Moi d’abord, la campagne faut que je le dise tout de suite, j’ai jamais pu la sentir, je l’ai toujours trouvée triste, avec ses bourbiers qui n’en finissent pas, ses maisons où les gens n’y sont jamais et ses chemins qui ne vont nulle part.

Tes relatives sont mal découpées.

L’antécédent du pronom relatif ne fait pas partie de la relative, il est juste complété par la relative.

La relative commence au pronom relatif.

Moi d’abord, la campagne, (…) j’ai jamais pu la sentir, proposition indépendante juxtaposée.faut / que je le dise tout de suite, propositions incidentes, sans fonction. Commentaire du locuteur inséré dans la phrase, à propos de ce qu’il énonce.je l’ai toujours trouvée triste, avec ses bourbiers (…) ses maisons (…) et ses chemins (…) proposition indépendante juxtaposée. qui n’en finissent pas : proposition relative, complément de l’antécédent « ses bourbiers »où les gens n’y sont jamais : proposition relative, complément de l’antécédent « ses maisons »qui ne vont nulle part : proposition relative, complément de l’antécédent « ses chemins »

Bonjour Jehan, Je te remercie pour ton retour 🙏 j’ai un peu fait n’importe quoi…  😕Mais j’ai mieux compris le découpage de la première phrase que je ne saisissais pas bien. Merci encore ☺️

Re bonjour Jehan, Pour la phrase suivante : "C’est dans ces circonstances, camarades, que vous devez prendre une décision ce soir."Est-ce une proposition relative ou une proposition subordonnée conjonctive ? Merci pour ta précieuse aide.

Bonsoir.

C’est une conjonctive. Jehan t’expliquera en détail. 😉

Je te remercie de ton retour. ☺️

Une conjonctive ? Pas si sûr.

Dans cette structure de mise en relief par la structure C’est..que, certains, comme le grammairien Le Goffic, considèrent qu’il s’agit d’une relative un peu spéciale, introduite par un pronom relatif que "omnifonction". Mais cette analyse ne fait pas l’unanimité.Voir mon message du 12 octobre 2019 à 23h 24 et le débat qui a suivi.

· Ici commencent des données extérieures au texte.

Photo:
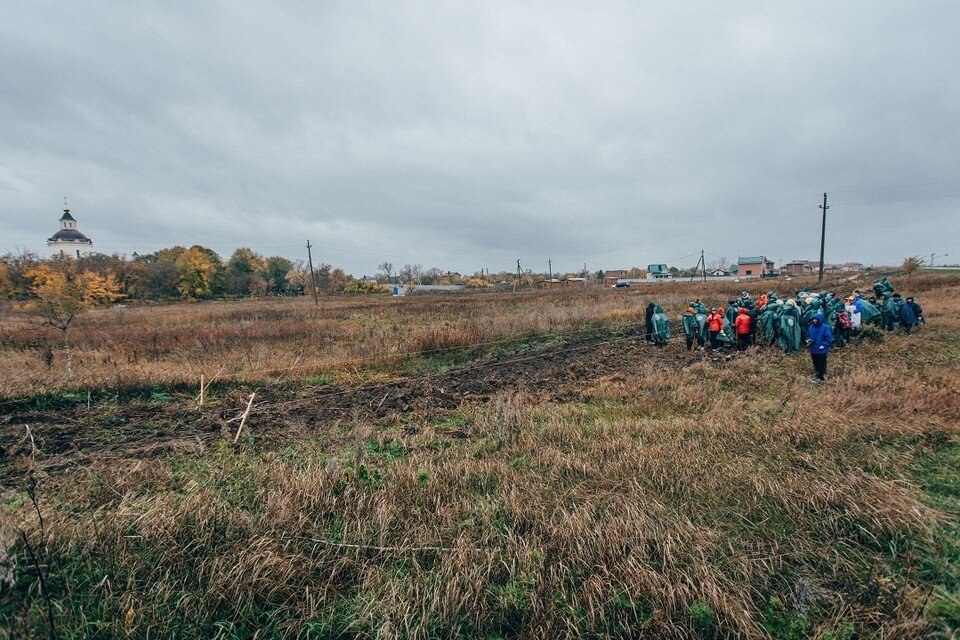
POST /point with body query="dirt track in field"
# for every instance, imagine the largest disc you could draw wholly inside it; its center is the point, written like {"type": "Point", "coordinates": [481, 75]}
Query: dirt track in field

https://www.etudes-litteraires.com/forum/d/31605/analyse-grammaticale/p144

Je crois qu’on peut dire : boire force café.

Mais comment analyse-t-on cette petite phrase ?

"force" = "beaucoup de" ?

Oui, dans cette tournure vieillie et littéraire, force est l’exact équivalent de beaucoup de. L’adverbe de quantité "beaucoup", suivi de "de" et précédant un nom, forme alors une sorte de déterminant quantificateur.https://fr.wikipedia.org/wiki/Quantificateur_(grammaire)On peut donc dire que dans cet emploi, le nom force prend lui aussi une valeur de déterminant quantificateur. On notera que dans cet emploi, tous les adverbes et tous les noms cités dans l’article sont suivi de "de" : beaucoup de… trop de… tout un tas de… quantité de…Seuls le vieil adverbe moult et le nom force, non cités dans l’article, font exception et se passent de ce "de" :J’embrasserai ta vieille trombine avec moult satisfaction. (Flaubert)J’ai dévoré force moutons. (La Fontaine).

Bonsoir Jehan,Je te remercie de ton retour pour ma précédente question, j’avoue que je ne suis pas familière de cette notion "omni-fonction", c’est une découverte pour moi… 😳Et pour la phrase suivante, est-ce que mon analyse est correcte ? "Il est, comme ça dans la vie, des instants magiques qui transcendent tout et vous libèrent du poids du monde, vous rendant l’égal des dieux." - Il est, comme ça dans la vie, des instants magiques : proposition principale - qui transcendent tout : proposition subordonnée relative, complément de l’antécédent « instants » - et vous libèrent du poids du monde, : proposition coordonnée - ,vous rendant l’égal des dieux. : proposition subordonnée participialeMerci encore pour l’aide apportée, j’avance grâce à vous même si j’ai encore du mal.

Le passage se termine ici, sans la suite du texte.